Short 'n' sweet is not just a phrase: it's a really good way of summing up how you should make your point.
The slick marketing operation at Apple uses different techniques to keep their audience engaged during a presentation.
The only points I would add are that it's not always possible to bring a squad of team members to a presentation OR when you're on stage, it's not always advisable to do your best Laurel & Hardy with a colleague. However, two other ways of "resetting your audience's stopwatch" are
1) Using videos with caution: use videos, infographics etc. can completely disrupt the cadence of your talk and allow the listener to focus on something other than you. This can be immensely powerful. However, we have all have had a nightmare experience of connecting to a big screen, joining the Wifi network etc. which means relying on these can be quite difficult in practice.
2) Change it up: make a seemingly unrelated point and bring it back into your main narrative. Create multiple stories which converge. An amazing example of this was Rhiannon Blackwell's presentation at the ITSMA conference last week. Whilst presenting about her content marketing success story from Accenture, she interspersed her professional wisdom with personal anecdotes and tips from her (very personal) dating life. These little ruptures in the flow of the presentation - including personal anecdotes, advice from dating gurus etc. - meant we were hooked on two stories at once, constantly waiting for the next change-up. Apart from being hilarious, it was extremely clever and very well executed.

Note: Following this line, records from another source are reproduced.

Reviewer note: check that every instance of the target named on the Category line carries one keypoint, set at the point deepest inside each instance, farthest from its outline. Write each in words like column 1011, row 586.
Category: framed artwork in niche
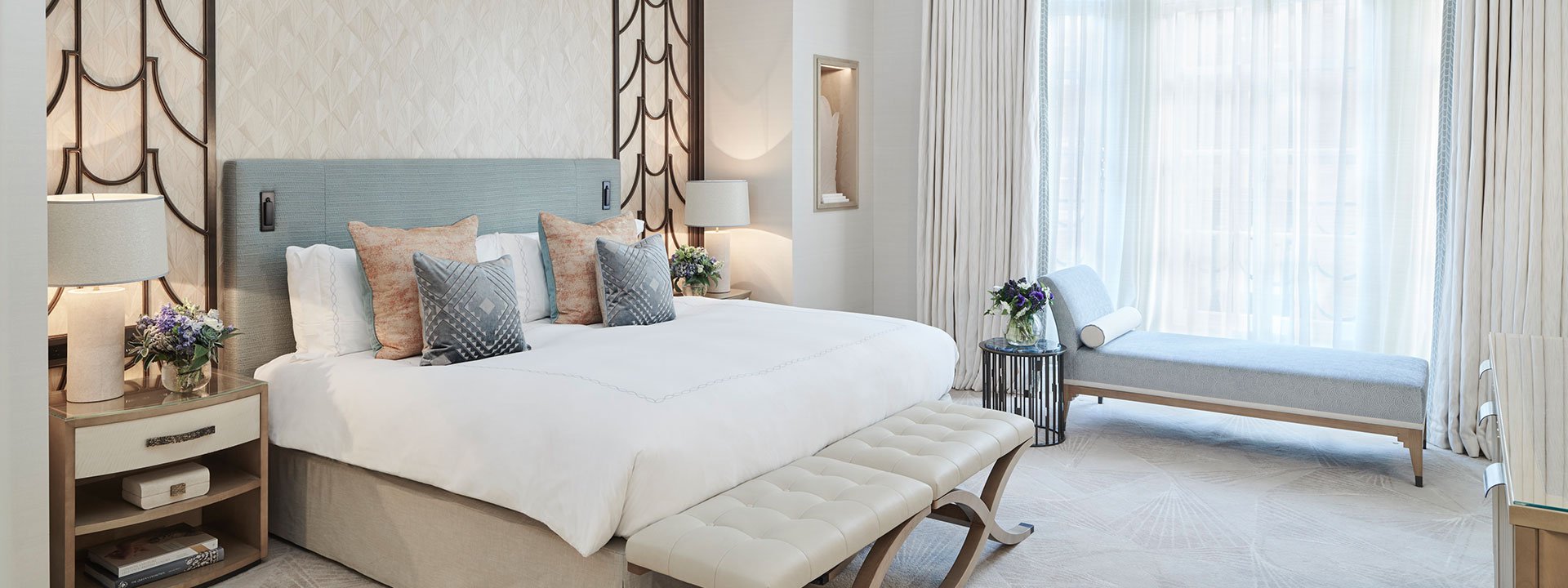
column 838, row 136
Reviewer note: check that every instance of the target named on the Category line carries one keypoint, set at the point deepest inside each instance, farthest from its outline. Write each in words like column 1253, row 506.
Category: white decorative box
column 168, row 485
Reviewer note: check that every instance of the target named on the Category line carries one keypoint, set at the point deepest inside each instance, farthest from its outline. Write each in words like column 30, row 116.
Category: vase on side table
column 184, row 378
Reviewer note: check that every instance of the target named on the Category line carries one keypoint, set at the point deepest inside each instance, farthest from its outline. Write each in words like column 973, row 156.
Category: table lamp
column 717, row 204
column 98, row 242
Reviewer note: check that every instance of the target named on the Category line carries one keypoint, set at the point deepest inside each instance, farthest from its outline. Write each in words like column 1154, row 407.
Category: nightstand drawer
column 141, row 443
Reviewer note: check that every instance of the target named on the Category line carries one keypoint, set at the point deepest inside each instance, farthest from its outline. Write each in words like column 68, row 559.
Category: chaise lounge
column 1307, row 385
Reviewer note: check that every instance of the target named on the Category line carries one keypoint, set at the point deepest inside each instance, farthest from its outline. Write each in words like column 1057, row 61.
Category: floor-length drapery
column 979, row 165
column 1250, row 168
column 1506, row 253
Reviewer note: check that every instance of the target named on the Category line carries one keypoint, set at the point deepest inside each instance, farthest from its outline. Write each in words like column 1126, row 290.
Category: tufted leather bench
column 942, row 444
column 783, row 529
column 938, row 443
column 806, row 519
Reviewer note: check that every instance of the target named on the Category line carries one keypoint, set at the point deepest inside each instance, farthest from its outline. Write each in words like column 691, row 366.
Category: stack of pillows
column 451, row 295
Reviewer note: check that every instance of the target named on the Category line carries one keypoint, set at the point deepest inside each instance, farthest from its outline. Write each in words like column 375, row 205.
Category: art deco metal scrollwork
column 671, row 82
column 121, row 65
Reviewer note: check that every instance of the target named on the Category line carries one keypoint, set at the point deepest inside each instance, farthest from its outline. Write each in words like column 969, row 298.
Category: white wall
column 760, row 105
column 364, row 78
column 748, row 134
column 24, row 507
column 896, row 134
column 833, row 248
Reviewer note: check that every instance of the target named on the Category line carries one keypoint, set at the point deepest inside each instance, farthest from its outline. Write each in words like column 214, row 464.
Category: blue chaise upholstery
column 1387, row 392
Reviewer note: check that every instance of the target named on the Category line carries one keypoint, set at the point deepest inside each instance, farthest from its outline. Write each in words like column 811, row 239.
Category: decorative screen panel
column 659, row 104
column 131, row 110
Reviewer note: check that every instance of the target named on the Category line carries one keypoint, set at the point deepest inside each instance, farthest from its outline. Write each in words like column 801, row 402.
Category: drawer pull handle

3) Audience participation: this is hard to do well. Q&A's usually end up with one plonker speaking for ten minutes & using it as their own platform, but things like doing a show of hands, asking for quick answers and even giving out prizes for participation can be a fun way to make your presentation stand out.
Remember, the brain gets bored easily. Keep your listeners engaged by introducing a cast of characters. If you're pitching investors, bring along members of your team or a customer. If you're delivering a solo presentation, insert videos to reset your audience's internal stopwatch. Above all, stick to the 10-minute rule to keep your audience's attention. Don't give your listeners a chance to get bored.